Over shorter intervals perhaps. Over longer interval (few seconds to couple of
minutes), fairness should not be affected because of this feedback? In any case,
don't we have similar issues with directed yield as well?

> >You can limit the unfairness by limiting the amount of feedback, but I
> >really dislike such 'yield' semantics.
> 
> Agreed.
> 
> What I'd like to see in directed yield is donating exactly the
> amount of vruntime that's needed to make the target thread run.

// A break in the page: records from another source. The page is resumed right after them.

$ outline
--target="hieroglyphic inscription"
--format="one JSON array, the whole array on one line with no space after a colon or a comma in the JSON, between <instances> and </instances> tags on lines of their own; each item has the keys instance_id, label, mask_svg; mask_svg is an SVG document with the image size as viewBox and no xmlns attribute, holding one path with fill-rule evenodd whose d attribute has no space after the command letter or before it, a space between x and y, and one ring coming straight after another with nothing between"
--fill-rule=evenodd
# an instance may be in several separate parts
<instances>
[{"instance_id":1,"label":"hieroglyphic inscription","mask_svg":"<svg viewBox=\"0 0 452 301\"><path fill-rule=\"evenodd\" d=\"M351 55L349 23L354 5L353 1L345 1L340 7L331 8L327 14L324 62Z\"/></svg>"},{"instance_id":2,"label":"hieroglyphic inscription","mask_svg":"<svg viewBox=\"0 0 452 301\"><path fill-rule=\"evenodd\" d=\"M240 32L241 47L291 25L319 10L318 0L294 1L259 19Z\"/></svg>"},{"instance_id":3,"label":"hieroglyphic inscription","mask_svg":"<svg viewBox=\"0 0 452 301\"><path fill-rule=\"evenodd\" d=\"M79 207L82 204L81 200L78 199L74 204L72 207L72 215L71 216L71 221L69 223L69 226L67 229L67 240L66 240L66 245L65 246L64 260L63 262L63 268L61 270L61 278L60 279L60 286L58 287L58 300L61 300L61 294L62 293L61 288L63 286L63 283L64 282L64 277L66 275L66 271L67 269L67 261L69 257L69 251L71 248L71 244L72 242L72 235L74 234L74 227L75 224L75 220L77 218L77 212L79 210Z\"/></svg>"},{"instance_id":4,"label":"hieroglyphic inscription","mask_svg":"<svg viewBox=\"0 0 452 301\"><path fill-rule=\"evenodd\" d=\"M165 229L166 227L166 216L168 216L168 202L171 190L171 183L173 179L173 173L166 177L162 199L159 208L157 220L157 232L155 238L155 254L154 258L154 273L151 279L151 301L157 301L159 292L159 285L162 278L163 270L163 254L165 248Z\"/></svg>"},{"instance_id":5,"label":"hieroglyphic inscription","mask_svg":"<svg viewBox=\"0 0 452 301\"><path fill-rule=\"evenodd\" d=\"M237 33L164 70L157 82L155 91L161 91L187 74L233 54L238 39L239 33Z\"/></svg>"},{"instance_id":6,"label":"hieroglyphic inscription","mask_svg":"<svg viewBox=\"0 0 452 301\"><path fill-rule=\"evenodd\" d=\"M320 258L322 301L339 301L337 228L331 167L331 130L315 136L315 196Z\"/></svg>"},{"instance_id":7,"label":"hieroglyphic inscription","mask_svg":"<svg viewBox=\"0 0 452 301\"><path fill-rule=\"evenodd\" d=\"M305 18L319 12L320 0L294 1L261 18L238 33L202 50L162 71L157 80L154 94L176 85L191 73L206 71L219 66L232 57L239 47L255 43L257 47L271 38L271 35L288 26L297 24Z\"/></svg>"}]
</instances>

I presume this requires the target vcpu to move left in rb-tree to run 
earlier than scheduled currently and that it doesn't involve any
change to the sched_period() of target vcpu?

Just was wondering how this would work in case of buggy guests. Lets say that a
guest ran into a AB<->BA deadlock. VCPU0 spins on lock B (held by VCPU1
currently), while VCPU spins on lock A (held by VCPU0 currently). Both keep
boosting each other's vruntime, potentially affecting fairtime for other guests
(to the point of starving them perhaps)?

- vatsa

> The donating thread won't get its vruntime back, unless the other thread
> hits contention itself and does a directed yield back.  So even if
> your lock is ping-ponged around, the guest doesn't lose vruntime
> compared to other processes on the host.